DeepSeekの強みは「オープンソース」
次に生まれたのがDeepSeekだった。ハイフライヤーは2023年4月、WeChat公式アカウントに「ハイフライヤーの新たな旅」と題した投稿を行い、新会社のDeepSeekを設立し、汎用人工知能(AGI)モデルの開発に取り組むことを発表した。梁はこの新会社に自己資金に加えてハイフライヤーの収益の一部を投じた。また、中国のトップ大学出身の若手エンジニアを集めた。

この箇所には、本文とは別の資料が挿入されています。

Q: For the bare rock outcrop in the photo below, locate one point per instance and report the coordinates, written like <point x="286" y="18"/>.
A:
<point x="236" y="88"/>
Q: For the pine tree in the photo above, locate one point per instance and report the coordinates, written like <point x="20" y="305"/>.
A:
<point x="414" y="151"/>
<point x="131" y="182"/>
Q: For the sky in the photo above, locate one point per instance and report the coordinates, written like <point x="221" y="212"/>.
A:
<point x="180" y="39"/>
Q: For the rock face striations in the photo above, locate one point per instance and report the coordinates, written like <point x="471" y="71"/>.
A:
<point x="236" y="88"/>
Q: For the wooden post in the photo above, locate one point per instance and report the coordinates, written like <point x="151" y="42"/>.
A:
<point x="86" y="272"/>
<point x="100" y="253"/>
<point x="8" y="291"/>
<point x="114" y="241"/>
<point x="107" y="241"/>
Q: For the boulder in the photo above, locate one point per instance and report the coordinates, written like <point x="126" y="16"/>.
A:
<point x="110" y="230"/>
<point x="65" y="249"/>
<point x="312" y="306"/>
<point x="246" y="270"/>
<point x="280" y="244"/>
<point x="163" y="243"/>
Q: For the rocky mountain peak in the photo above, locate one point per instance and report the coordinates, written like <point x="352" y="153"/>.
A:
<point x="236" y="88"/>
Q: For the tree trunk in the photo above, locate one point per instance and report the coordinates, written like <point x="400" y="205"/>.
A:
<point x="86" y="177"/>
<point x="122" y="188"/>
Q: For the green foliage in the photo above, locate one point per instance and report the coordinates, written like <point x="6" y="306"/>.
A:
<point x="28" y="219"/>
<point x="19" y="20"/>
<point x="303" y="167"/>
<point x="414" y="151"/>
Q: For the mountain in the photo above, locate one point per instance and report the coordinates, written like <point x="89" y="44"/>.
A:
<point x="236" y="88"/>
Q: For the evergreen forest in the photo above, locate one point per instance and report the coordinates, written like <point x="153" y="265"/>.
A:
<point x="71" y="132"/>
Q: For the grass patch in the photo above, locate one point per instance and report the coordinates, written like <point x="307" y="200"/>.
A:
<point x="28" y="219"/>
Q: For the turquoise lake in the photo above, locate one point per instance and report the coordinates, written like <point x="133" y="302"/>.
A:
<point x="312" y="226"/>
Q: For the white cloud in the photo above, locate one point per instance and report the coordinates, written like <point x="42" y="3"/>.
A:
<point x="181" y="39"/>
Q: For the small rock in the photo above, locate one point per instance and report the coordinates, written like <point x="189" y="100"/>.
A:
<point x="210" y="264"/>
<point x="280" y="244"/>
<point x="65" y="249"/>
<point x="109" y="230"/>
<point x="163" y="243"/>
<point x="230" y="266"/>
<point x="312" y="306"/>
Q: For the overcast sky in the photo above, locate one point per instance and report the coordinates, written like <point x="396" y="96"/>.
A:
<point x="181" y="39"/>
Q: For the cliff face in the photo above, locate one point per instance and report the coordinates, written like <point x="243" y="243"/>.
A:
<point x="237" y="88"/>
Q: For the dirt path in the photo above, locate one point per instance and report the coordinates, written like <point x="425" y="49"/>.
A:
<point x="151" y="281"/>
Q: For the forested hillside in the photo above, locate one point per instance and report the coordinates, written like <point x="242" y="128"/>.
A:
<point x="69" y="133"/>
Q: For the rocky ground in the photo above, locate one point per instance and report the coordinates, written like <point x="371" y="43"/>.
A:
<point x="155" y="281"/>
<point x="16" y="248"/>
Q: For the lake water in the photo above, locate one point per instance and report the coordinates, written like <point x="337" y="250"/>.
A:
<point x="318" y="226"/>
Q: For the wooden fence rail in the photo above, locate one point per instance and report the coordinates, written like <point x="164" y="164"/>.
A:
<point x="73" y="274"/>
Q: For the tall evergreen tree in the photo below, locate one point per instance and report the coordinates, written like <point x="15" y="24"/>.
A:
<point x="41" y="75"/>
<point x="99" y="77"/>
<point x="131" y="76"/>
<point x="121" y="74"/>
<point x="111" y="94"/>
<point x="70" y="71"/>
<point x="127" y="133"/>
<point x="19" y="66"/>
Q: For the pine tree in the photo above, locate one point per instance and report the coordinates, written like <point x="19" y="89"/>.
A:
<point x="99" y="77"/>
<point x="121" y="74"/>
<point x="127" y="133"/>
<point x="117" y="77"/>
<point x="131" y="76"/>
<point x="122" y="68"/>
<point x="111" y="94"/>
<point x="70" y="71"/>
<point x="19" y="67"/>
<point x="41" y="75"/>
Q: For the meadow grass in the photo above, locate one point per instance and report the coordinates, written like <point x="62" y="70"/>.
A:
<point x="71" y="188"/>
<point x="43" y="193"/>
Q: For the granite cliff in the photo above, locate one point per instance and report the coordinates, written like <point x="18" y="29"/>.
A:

梁は2023年の36Krのインタビューで、自らの関心がAIの可能性を探求することにあり、利益の追求が目的ではないと語っていた。
その頃、中国政府がクオンツ運用への規制を強化し始めたこともあり、梁はハイフライヤーの運用資産を60億ドル(約9350億円)程度にまで縮小し、DeepSeekに軸足を移していった。
現在、世界のAI分野の注目はDeepSeekに向けられている。その理由の1つは、同社が昨年12月に発表した「V3」モデルに関する主張だ。OpenAIは、GPT-4の開発に1億ドル(約156億円)を要したとされるが、DeepSeekはわずか580万ドル(約8億9900万円)の投資でモデルをトレーニングしたと述べている。
さらに、同社が1月に発表した推論モデル「R1」は、OpenAIの「o1」モデルに匹敵する性能を有し、プログラミングや複雑な数学の問題を解決できると主張している。特筆すべきは、DeepSeekのモデルがOpenAIとは異なり、オープンソースとして公開されており、誰でも無料でアクセスできることだ。
DeepSeekの評価額はまだ確定しておらず、今後の技術的進展や市場規模に左右される。また、このAIモデルにデータを入力することは、TikTokと同様な国家安全保障上の懸念を引き起こしている。実際、DeepSeekの競合である中国企業Zhipu AI(智譜AI)は、1月に米国商務省により輸出規制リストに追加された。
さらに、重要なのは、当初はこの会社を商業化する意図を持っていなかった梁が、どれほど熱心に利益を追求していくかだ。「私たちの考えは、トレーニングの成果を広く公開し、モデルをオープンにしながらも商業化できる方法を探ることです。大企業に技術が独占されるのではなく、小さなアプリ開発者でも低コストで大規模なモデルを利用できるようにしたい」と、梁は2023年に語っていた。